The tutorial is aimed at semantic web practitioners, ontology engineers, and those who wish to develop these skill sets but are having difficulties getting started with existing solutions. The tutorial will consist of presentations, plenary and individual exercises using open source tooling. Participants that wish to take part in the individual exercises should bring a laptop with Java 8 installed.
Tutorial: Querying Linked Data with Comunica
Organizers: Ruben Taelman, Joachim Van Herwegen, Miel Vander Sande and Ruben Verborgh
Querying Linked Data on the Web is a non-trivial endeavour because of the heterogeneity of Linked Data publication interfaces and the large variety of querying algorithms.

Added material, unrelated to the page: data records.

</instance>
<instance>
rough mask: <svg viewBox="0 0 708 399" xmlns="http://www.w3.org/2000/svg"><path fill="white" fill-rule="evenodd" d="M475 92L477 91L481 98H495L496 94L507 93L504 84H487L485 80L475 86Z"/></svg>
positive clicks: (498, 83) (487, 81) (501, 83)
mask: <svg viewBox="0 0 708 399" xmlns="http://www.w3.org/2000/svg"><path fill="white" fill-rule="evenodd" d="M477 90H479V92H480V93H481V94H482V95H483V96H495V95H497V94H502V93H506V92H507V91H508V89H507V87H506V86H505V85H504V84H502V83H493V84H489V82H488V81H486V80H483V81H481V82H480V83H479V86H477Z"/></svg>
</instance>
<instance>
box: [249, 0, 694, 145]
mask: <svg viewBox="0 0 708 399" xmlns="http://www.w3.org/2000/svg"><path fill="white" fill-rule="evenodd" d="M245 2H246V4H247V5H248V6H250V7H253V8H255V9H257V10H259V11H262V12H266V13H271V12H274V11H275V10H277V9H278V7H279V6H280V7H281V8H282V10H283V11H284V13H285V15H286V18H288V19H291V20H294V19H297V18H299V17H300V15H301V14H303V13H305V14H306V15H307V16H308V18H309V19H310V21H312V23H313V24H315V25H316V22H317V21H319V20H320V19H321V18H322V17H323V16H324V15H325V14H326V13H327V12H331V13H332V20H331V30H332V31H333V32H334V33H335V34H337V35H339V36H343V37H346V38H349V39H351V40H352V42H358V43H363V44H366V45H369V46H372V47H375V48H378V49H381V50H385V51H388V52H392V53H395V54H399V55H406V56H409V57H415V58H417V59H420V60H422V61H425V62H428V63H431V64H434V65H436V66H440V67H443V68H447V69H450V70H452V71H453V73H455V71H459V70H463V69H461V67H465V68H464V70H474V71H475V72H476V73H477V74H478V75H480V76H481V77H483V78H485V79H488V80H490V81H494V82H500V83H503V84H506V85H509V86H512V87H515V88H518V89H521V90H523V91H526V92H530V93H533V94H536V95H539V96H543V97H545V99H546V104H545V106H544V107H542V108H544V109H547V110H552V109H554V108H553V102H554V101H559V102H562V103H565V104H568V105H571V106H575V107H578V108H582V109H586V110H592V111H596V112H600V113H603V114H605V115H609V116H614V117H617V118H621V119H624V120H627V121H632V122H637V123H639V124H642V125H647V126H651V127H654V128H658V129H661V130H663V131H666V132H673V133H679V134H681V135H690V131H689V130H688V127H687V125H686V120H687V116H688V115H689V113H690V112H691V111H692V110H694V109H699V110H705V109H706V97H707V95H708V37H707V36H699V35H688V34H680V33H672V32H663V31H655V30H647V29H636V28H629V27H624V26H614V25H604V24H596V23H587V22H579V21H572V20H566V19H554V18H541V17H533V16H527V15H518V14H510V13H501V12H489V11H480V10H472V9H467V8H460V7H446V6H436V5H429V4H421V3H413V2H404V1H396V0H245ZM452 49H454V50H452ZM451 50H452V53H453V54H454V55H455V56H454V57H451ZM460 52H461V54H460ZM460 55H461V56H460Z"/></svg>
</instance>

We recently introduced a meta query engine, called Comunica, as a research platform that offers a way to cope with this complexity. To enable researchers to easily get started with Comunica. we offer this introductory tutorial.
The tutorial consists of an overview of the capabilities of this platform, and demonstrates its usage for research purposes. As a result, participants from different backgrounds will be able to query Linked Data with Comunica, and modify the querying process with custom algorithms. Ultimately, this will reduce the effort needed to develop and evaluate new Linked Data querying techniques.
Tutorial: Continuous analytics on linked data streams
Organizers: Riccardo Tommasini, Robin Keskisärkkä, Jean-Paul Calbimonte, Eva Blomqvist and Emanuele Della Valle
The goal of the tutorial is to outline how to develop and deploy a stream processing application in a web environment in a reproducible way. To this extent, we intend to (1) survey existing research outcomes from the Stream Reasoning /RDF Stream Processing that arise in querying and reasoning on a variety of highly dynamic data, (2) introduce stream reasoning techniques as powerful tools to use when addressing a data-centric problem characterised both by variety and velocity (such as those typically found on the modern Web), (3) present a relevant Web-centric use-case that requires to address simultaneously data velocity and variety, and (4) guide the participants through the development of a Web stream processing application.
Tutorial: Generating and querying (Virtual) Knowledge Graphs from heterogeneous data sources
Organizers: David Chaves-Fraga, Ahmad Alobaid, Andrea Cimmino, Freddy Priyatna and Oscar Corcho
Despite the emergence of RDF knowledge bases, exposed via SPARQL endpoints or as Linked Data, formats like CSV, JSON or XML are still the most used for exposing data on the web. Some solutions have been proposed to describe and integrate these resources using mapping languages (e.g. RML, CSVW, kR2RML, etc) and many of those are equipped with associated RDF generators (e.g. RML-Mapper, CSVW generator, etc). As these solutions generate materialized RDF, they cannot efficiently deal with volatile data or provide a SPARQL entry point directly to the data sources.
In this tutorial, we explain how to use a suite of tools to manage and exploit data in heterogeneous formats (CSV, RDB, JSON or REST API) without the need to load the resulting RDF in a triple store for querying it. First, we present TADA, a tool for automatically annotating CSV files using existing Knowledge Graphs. Second, we present HELIO, a Linked Data publisher that provides unified access in real-time to multiple heterogeneous data sources. Finally, we present an OBDA approach to exploit CSV published on the Web providing access via SPARQL or GraphQL.